La représentation que fait Laferrière du métro de Montréal confirme que cet espace est marqué par le mouvement et l’effacement. Le narrateur de Je suis un écrivain japonais (2008) dort « d’autres fois dans le métro. Si on ne dort pas deux fois de suite à la même station de métro, on arrive à ne pas se faire remarquer » (Idem : 202). Ce passage confirme qu’il est possible pour le personnage d’habiter le métro sans être reconnu, pour autant qu’il demeure en mouvement. Le métro en tant qu’espace de circulation se découvre comme un lieu marqué par le mouvement. L’effacement est porté à son paroxysme dans la représentation du métro de la nouvelle Les transports en commun du recueil de nouvelles Les aurores montréales de Proulx alors que « le métro [est] un homicide qui s’avance » (1996 : 67). Par son « mugissement de mécanique emballée » (Ibid.), le métro est celui qui peut provoquer « la mort » (Ibid.), l’effacement le plus complet.

D’autres ont mis de l’avant la double fermeture du métro en tant qu’espace souterrain, d’une part, puis en tant qu’espace induisant un repli sur soi-même, d’autre part. En effet, Brousseau (2015) souligne que l’expérience du métro, dans Infinite jest (Wallace, 2006), permet de mettre en scène le solipsisme dans lequel s’enferment les passagers alors qu’ils sont témoins d’un épisode de détresse et de folie du personnage : « Poor Tony didn’t know that his silent whimpers had ceased to be silent, was why everyone in the car had gotten so terribly interested in the floor-tiles between their feet » (Idem : 304-305). Le métro est dépeint comme un espace presque carcéral, tant sur le plan physique que symbolique. Wallace n’est pas le seul auteur qui évoque un imaginaire de l’emprisonnement : dans L’aventure ambiguë (Kane, 1961), « le métro se caractérise par sa clôture et s’assimile ainsi à une prison où se joue un drame. Il est le symbole de la perte de contact […] avec le monde » (Njeukam, 2009). Alors que l’autobus, le tramway ou la marche sont des « moyens privilégiés de [l’]activité visuelle et sensible » (Simon, 2013 : 86), le métro réduit « la potentialité d’observation du quotidien qui est limitée dans l’espace circonscrit des réseaux souterrains » (Ibid.). Les personnages entretiennent un imaginaire du métro en tant qu’espace clos permettant d’échapper au regard de l’Autre.

À l’opposé de cette image, d’autres établissent une adéquation entre le métro et la ville.
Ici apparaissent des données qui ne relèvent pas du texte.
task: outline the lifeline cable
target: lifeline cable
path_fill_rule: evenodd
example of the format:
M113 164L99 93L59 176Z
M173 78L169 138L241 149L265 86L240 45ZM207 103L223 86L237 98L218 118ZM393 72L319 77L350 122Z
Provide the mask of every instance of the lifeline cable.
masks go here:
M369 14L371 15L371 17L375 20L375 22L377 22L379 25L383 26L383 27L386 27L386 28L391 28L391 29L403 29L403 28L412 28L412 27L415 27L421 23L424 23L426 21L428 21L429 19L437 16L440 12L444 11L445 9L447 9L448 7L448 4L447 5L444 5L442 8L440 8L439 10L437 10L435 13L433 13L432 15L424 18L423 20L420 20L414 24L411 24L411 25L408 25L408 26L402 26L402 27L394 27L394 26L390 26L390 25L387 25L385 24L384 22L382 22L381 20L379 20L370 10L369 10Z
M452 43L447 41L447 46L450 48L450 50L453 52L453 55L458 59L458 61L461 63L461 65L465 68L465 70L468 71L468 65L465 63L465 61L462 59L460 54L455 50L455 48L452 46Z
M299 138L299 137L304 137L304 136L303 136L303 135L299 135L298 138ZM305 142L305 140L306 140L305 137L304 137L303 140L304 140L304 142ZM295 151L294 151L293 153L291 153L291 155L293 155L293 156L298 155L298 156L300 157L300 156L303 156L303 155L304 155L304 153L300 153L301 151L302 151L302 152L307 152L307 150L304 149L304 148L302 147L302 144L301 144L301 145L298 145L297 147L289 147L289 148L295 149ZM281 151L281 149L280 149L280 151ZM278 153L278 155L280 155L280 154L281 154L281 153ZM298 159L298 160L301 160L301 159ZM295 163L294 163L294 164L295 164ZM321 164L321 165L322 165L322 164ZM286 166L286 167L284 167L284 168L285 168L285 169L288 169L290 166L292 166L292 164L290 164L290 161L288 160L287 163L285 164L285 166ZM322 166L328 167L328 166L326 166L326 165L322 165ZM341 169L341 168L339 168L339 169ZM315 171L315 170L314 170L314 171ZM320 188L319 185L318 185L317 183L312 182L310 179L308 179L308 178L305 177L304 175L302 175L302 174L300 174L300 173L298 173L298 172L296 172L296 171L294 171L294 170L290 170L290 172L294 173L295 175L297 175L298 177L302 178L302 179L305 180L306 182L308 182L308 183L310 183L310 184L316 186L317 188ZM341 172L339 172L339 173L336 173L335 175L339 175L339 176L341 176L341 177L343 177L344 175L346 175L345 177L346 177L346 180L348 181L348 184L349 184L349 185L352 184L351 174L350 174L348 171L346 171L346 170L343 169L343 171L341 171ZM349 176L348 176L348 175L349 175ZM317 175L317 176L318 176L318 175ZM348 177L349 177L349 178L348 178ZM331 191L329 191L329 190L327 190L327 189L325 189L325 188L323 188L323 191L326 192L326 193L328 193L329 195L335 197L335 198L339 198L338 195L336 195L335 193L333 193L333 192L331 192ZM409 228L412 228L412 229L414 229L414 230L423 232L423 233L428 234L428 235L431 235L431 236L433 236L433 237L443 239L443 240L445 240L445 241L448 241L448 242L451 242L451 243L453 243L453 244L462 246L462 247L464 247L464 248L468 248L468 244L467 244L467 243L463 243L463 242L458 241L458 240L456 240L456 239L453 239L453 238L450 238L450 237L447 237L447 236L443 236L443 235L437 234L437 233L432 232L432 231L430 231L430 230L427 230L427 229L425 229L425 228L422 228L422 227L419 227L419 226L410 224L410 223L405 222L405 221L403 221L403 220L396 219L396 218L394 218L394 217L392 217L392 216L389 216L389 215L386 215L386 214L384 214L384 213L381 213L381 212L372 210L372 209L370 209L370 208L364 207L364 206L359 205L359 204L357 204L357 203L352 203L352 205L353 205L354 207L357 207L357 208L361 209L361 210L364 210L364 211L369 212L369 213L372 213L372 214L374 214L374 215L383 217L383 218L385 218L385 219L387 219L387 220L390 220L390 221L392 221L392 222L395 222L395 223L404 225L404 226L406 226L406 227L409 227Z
Pour Zazie (Queneau, 1959) qui est venue de province, le métro est l’espace fantasmé susceptible d’agir en tant que révélateur de la ville pratiquée et des identités. Pour elle, la ville est le métro (Lamizet et Sanson, 1997 : 80). Comme le rappelle Luciano Spinelli (2010 : 61), qui s’appuie lui-même sur les propos d’Augé dans Le métro revisité (2014), « le métro est un miroir de ce qui se produit dans notre société à la surface ». En ce sens, la paralysie du métro en raison de la grève est représentative de l’immobilité dans laquelle Zazie est plongée au coeur de la ville de Paris : embouteillages monstres, détours infinis et obstacles à la circulation. L’expérience impossible du métro est égale à celle de la ville. L’adéquation entre le métro et la ville est portée à son paroxysme dans Un ethnologue dans le métro, roman d’Augé (1986), où la découverte de l’Autre dans le métro aura tôt fait de ramener le narrateur à lui-même. Comme le souligne Lamizet, le métro n’est plus qu’un « processus illimité d’objectification du sujet », un « consensus contractuel » (1997 : 80).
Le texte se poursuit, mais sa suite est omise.